What Is An Estate Plan?

Many people are confused when they mention a need for a will or trust and are referred to an estate planning attorney. What’s the connection? What does “estate planning” mean anyway?

Let’s start with the fundamentals. Your “estate” is everything you own – your money, bank accounts, investments, house, furniture, knickknacks, copyrights…if it’s in your name, then it’s a part of your estate. An “estate plan” is a plan for what happens to your estate when you are no longer in a position to manage it anymore. While a will and trust are part of an estate plan, the term is broader than that, and covers other documents that will also be useful in various circumstances. Here are the most common documents found in a typical estate plan:

  1. The Will. This is the most basic part of the estate plan. If you have anything, it is probably this. The will dictates what happens to your estate after you die. It is also the document where you name the person in charge of making sure your wishes are carried out (the “executor”), and the person who will take care of your children if you are unable to do so yourself. It is not the ideal document for avoiding probate or holding assets over a long period of time. For that, you want a trust.
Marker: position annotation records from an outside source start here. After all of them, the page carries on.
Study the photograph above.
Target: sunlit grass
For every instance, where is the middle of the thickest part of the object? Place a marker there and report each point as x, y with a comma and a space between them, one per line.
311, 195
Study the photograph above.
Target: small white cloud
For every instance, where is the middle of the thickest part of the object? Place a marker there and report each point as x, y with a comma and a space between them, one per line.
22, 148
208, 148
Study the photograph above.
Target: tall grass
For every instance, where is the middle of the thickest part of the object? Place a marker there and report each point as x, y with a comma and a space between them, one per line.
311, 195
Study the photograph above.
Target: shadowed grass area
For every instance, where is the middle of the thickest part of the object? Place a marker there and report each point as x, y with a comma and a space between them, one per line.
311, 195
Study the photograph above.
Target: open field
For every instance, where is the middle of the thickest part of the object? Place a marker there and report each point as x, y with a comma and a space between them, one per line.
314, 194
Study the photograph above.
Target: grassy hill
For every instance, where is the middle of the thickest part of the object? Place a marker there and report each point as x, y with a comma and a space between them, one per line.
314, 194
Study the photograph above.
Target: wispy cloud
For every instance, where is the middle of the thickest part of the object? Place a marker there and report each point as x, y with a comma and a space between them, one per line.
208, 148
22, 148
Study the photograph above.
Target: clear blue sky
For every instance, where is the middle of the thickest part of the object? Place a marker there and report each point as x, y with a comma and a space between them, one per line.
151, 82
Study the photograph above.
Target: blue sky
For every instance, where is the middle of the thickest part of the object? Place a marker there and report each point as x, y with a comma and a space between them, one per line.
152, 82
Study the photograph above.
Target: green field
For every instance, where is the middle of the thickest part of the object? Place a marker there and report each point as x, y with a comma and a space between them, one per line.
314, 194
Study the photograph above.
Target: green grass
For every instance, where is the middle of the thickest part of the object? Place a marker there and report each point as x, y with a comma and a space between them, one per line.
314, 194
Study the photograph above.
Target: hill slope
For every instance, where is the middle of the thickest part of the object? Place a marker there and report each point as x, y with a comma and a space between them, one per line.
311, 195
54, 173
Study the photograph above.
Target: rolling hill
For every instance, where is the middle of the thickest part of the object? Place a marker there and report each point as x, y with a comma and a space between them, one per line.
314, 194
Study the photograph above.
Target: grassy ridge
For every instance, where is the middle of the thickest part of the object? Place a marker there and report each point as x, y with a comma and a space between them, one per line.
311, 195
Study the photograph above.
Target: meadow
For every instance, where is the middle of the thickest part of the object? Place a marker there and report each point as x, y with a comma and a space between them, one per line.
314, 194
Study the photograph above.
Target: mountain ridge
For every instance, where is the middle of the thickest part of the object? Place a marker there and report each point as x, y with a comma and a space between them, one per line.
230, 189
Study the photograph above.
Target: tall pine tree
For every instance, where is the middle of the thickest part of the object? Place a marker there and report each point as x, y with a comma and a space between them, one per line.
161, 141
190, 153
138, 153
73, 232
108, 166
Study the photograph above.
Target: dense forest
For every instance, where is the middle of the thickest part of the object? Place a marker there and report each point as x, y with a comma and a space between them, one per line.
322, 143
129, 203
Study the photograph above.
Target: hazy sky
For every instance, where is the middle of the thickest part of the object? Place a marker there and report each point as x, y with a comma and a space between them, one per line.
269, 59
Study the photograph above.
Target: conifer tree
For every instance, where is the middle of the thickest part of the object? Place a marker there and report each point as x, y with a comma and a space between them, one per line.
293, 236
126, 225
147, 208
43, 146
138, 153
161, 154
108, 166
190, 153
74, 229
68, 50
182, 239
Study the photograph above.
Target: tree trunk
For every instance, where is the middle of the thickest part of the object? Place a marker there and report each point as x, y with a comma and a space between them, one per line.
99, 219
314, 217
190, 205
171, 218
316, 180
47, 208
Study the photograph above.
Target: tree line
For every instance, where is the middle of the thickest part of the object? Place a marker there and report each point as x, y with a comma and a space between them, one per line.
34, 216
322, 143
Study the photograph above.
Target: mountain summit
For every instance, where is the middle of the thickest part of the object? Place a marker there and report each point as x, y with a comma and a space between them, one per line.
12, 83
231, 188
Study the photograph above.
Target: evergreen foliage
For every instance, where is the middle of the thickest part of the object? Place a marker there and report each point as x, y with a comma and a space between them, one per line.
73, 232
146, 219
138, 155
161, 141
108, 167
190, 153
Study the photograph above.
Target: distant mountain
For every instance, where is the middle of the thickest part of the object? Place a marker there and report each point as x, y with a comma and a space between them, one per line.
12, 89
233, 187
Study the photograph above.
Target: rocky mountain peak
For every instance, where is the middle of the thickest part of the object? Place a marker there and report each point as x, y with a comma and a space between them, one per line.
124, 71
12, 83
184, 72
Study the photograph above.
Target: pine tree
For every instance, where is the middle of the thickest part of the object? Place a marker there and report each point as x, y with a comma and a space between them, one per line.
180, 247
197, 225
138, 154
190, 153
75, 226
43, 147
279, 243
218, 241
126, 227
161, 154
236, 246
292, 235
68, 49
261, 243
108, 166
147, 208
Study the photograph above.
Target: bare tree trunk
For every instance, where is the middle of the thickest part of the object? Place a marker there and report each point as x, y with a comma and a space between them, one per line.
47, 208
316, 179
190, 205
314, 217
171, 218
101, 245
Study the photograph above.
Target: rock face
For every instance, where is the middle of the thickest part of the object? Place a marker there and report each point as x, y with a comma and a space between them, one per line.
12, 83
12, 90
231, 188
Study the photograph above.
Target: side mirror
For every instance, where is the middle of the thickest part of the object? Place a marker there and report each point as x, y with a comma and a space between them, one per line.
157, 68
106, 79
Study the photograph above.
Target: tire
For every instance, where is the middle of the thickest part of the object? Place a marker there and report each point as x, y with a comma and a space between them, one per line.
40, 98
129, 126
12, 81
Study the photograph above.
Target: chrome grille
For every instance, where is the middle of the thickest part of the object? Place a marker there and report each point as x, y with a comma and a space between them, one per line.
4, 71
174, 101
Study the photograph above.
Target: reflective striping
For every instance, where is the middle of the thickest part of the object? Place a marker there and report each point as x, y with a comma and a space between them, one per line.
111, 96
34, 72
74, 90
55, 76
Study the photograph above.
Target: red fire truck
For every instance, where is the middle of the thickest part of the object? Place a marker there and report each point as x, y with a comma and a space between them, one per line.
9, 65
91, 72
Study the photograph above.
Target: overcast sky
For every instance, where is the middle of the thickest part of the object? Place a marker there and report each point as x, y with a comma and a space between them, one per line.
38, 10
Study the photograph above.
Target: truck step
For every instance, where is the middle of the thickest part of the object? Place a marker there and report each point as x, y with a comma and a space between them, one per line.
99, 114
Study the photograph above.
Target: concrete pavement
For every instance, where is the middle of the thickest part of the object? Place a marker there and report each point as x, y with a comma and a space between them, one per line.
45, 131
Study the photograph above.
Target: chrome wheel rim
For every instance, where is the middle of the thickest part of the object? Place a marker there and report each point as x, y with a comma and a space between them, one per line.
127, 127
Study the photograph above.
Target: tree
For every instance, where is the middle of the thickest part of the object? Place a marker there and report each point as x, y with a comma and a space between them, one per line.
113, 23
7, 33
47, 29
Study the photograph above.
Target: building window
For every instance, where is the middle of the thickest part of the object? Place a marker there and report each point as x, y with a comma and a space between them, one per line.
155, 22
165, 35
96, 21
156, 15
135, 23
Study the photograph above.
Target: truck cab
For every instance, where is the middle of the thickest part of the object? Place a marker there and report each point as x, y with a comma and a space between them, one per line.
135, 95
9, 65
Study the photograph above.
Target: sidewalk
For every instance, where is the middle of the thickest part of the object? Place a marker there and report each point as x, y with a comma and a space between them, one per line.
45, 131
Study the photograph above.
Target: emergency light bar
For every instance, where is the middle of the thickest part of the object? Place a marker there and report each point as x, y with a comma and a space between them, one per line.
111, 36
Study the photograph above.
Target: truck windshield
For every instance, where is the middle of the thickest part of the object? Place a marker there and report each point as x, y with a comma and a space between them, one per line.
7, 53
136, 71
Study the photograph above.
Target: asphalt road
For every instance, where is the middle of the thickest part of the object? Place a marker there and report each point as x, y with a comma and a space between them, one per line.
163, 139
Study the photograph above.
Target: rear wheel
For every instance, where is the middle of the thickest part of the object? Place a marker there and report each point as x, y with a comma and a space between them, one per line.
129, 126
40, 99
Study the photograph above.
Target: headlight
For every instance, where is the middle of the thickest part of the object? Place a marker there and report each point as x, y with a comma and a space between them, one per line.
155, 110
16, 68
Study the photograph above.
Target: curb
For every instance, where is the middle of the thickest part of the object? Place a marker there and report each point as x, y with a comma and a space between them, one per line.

  2. The Trust. There are many kinds of trusts, which serve many purposes. Most people just need a living or revocable trust, which solves the problems named above. First, it avoids probate, the process of distributing your estate under the supervision of the Probate Court. Probate is required in California if your estate is larger than $150,000. Assets in a trust are not counted as part of your estate, so putting your assets into a trust keeps your estate below that minimum threshold. Second, a trust is an excellent vehicle for holding assets over a period of time. This may be necessary if your children are too young to inherit when you die, or if you have an income-producing asset that you want to be managed by a trustee, with the profits going to your chosen beneficiaries.
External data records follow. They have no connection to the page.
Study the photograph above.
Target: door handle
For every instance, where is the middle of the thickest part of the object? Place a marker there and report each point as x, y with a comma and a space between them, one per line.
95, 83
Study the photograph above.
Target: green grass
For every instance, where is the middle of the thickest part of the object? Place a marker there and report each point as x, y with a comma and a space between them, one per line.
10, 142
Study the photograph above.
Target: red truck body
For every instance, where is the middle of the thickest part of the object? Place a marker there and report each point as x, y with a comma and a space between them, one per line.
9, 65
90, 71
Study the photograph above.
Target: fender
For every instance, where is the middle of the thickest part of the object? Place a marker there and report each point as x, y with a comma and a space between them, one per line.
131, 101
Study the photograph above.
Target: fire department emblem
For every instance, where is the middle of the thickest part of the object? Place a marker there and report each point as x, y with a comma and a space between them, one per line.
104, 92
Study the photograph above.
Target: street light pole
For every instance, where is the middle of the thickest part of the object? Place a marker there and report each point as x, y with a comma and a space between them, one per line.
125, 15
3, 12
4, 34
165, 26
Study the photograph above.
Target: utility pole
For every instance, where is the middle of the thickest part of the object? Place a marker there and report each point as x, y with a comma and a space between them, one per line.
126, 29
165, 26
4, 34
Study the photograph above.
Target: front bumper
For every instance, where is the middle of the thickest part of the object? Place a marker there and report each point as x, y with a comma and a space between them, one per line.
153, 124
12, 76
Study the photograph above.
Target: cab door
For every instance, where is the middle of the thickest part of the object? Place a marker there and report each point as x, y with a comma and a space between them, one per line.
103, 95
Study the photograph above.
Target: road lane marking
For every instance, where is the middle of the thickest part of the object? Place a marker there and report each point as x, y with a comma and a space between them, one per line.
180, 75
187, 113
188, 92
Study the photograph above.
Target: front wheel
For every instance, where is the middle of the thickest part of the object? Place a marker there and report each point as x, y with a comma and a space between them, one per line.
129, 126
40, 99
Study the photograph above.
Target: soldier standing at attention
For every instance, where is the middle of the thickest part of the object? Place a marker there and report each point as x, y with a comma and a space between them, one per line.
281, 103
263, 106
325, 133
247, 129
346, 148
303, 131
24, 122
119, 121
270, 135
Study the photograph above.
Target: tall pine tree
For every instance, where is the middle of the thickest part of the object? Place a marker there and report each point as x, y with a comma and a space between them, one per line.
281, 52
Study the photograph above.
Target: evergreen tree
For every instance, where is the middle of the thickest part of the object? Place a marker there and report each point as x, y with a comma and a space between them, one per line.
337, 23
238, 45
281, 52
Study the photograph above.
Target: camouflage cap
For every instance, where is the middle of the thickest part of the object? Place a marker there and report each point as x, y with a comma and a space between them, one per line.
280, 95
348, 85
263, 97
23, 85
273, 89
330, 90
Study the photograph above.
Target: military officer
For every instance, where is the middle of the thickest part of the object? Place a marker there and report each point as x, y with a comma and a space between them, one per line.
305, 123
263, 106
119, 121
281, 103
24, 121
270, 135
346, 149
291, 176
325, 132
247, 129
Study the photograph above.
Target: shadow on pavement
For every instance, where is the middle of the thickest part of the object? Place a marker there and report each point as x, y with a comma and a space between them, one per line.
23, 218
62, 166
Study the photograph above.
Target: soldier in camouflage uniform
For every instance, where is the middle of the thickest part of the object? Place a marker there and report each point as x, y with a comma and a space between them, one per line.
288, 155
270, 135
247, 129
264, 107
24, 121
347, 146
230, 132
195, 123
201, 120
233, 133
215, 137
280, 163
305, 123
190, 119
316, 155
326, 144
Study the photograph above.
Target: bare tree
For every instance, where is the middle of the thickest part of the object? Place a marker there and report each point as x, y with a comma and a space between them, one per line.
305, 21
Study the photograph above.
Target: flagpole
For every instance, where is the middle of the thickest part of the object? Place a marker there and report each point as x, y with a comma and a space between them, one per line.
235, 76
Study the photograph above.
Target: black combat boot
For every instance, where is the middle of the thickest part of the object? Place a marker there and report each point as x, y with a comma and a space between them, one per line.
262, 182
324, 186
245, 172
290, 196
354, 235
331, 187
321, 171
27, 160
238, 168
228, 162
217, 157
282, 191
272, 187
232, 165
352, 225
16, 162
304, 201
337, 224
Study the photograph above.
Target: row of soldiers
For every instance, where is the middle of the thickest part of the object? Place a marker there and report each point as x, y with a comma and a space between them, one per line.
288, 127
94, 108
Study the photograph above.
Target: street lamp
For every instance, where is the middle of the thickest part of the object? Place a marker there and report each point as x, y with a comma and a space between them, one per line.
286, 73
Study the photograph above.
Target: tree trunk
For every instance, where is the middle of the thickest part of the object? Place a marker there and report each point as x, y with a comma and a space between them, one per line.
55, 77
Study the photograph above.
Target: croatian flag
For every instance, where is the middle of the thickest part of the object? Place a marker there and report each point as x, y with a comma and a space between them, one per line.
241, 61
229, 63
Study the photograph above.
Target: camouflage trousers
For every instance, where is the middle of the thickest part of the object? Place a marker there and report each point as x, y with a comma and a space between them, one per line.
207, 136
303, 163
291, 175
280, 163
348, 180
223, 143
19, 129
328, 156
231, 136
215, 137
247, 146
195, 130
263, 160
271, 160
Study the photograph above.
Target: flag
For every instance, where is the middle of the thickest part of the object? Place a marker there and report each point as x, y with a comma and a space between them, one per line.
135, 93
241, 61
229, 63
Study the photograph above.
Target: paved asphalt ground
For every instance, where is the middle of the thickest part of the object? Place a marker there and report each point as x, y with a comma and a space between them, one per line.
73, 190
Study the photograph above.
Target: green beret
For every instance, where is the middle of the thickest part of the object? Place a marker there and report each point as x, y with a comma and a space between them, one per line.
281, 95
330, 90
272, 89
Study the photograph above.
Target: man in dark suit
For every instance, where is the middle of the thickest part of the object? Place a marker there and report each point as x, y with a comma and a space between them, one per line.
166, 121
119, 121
  3. The Financial Power of Attorney. This document gives your designated agent the power to pay your bills if you can’t do so yourself (for example, if you’re in a coma or have dementia). You can make the power of attorney effective immediately, or you can have it only take effect only upon your incapacity. Once the power is granted, your agent can do anything with your money that you can, so make sure your agent is someone you can trust.
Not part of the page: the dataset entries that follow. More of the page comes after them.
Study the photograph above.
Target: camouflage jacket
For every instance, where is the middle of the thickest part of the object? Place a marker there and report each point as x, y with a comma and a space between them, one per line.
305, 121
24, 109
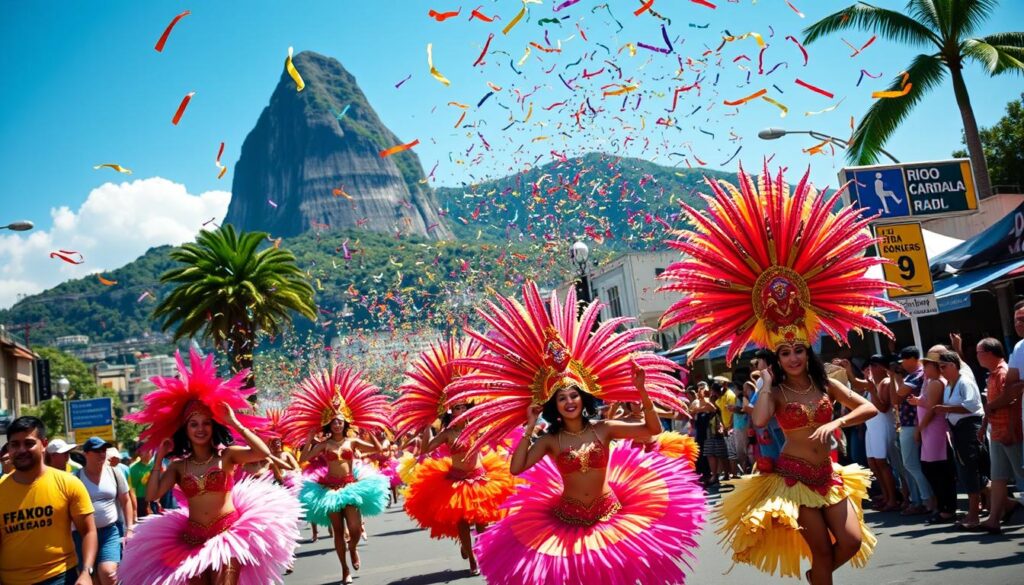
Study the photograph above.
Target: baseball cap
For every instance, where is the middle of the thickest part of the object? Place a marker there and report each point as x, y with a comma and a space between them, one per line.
59, 446
909, 352
879, 360
95, 444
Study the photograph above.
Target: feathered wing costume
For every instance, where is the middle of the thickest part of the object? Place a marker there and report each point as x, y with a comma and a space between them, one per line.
261, 536
535, 348
438, 496
774, 265
321, 399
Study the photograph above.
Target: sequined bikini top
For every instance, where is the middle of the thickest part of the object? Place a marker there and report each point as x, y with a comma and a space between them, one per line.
346, 454
214, 479
590, 456
796, 415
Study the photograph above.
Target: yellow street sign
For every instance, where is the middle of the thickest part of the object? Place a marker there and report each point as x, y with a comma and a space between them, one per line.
904, 245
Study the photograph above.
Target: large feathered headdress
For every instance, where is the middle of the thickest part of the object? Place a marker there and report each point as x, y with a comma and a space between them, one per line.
535, 348
771, 265
196, 389
423, 395
328, 394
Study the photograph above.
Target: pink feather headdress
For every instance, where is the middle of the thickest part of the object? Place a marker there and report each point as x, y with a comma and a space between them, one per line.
534, 348
196, 389
423, 395
327, 394
770, 265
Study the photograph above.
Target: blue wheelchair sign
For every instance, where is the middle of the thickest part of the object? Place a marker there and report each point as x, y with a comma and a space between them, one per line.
882, 191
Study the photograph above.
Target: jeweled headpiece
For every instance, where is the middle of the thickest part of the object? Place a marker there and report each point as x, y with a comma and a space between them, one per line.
535, 348
770, 265
196, 390
423, 394
334, 393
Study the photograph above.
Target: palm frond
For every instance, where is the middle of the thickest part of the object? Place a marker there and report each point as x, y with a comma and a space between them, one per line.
886, 115
995, 58
886, 24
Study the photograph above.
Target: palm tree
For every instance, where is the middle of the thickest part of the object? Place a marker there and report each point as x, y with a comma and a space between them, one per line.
228, 291
945, 27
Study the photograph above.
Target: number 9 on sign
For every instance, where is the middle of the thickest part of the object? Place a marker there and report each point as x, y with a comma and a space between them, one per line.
906, 268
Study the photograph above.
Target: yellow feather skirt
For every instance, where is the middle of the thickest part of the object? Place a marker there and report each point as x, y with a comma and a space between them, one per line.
758, 519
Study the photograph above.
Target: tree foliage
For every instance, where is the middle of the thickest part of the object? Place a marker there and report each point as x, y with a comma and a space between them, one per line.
1004, 144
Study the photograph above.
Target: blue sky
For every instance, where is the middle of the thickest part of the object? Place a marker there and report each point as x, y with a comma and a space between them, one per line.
85, 86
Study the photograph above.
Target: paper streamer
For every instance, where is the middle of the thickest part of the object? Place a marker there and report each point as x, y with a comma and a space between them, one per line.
167, 32
290, 67
776, 103
905, 88
643, 8
515, 21
113, 166
814, 88
486, 45
181, 108
441, 16
69, 256
433, 70
742, 100
800, 46
398, 149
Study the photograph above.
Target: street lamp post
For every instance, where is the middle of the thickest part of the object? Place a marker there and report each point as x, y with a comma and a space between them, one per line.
18, 226
580, 253
775, 133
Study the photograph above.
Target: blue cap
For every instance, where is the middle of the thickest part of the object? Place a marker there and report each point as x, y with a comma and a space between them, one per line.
95, 444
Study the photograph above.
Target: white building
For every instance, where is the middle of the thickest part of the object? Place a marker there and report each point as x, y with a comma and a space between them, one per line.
628, 287
71, 340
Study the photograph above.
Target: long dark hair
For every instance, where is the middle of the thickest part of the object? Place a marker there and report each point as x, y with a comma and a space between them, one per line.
550, 412
815, 369
182, 447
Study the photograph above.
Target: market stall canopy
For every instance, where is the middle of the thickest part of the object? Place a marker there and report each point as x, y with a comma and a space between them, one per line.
999, 243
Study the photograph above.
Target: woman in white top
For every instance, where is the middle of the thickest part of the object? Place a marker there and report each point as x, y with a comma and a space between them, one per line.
963, 409
109, 491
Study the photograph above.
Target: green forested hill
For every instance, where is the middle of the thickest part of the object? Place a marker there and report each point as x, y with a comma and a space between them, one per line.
509, 230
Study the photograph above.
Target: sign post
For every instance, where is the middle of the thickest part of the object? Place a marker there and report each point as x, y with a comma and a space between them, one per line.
896, 194
92, 417
903, 245
913, 190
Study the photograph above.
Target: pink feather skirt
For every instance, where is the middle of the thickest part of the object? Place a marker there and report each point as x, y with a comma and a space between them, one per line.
641, 532
261, 536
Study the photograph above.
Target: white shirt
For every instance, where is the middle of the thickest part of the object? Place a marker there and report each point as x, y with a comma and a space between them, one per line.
964, 393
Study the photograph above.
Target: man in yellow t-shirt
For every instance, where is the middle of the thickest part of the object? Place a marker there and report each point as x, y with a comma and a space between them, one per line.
38, 506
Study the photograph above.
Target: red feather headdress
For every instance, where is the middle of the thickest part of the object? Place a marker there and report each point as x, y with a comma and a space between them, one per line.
770, 265
327, 394
196, 389
534, 348
423, 394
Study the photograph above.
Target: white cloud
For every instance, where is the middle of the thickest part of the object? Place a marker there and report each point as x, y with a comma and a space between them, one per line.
116, 224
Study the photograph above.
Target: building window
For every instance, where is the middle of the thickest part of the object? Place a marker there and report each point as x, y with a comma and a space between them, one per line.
614, 303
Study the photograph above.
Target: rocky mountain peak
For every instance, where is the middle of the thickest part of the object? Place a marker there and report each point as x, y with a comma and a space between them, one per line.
312, 161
  4. The Advance Heath Care Directive. This document gives your agent the authority to speak to doctors on your behalf if you can’t do so yourself. Most health care directives also tell your agent what your wishes are in regard to your care and end-of-life decisions. Studies have shown that agents who do not have clear directions usually make decisions based on what they would want, rather than on what the patient would want, so it’s important that you make your wishes known to your agent. It will also help avoid situations like the Terri Schiavo case, where Terri’s husband and family battled in court for 10 years over whether Terri’s feeding tube should be removed after she was declared to be in a permanent coma. Both sides insisted they were trying to do what Terri would have wanted, but there was no evidence that Terri herself had ever made her wishes known.

Most people are best off having all four documents. There are some, however, though don’t need all four, and there are others that need additional documents to cover all of their assets. If you’re not sure which category you fall into, it’s best to talk to an attorney and find out.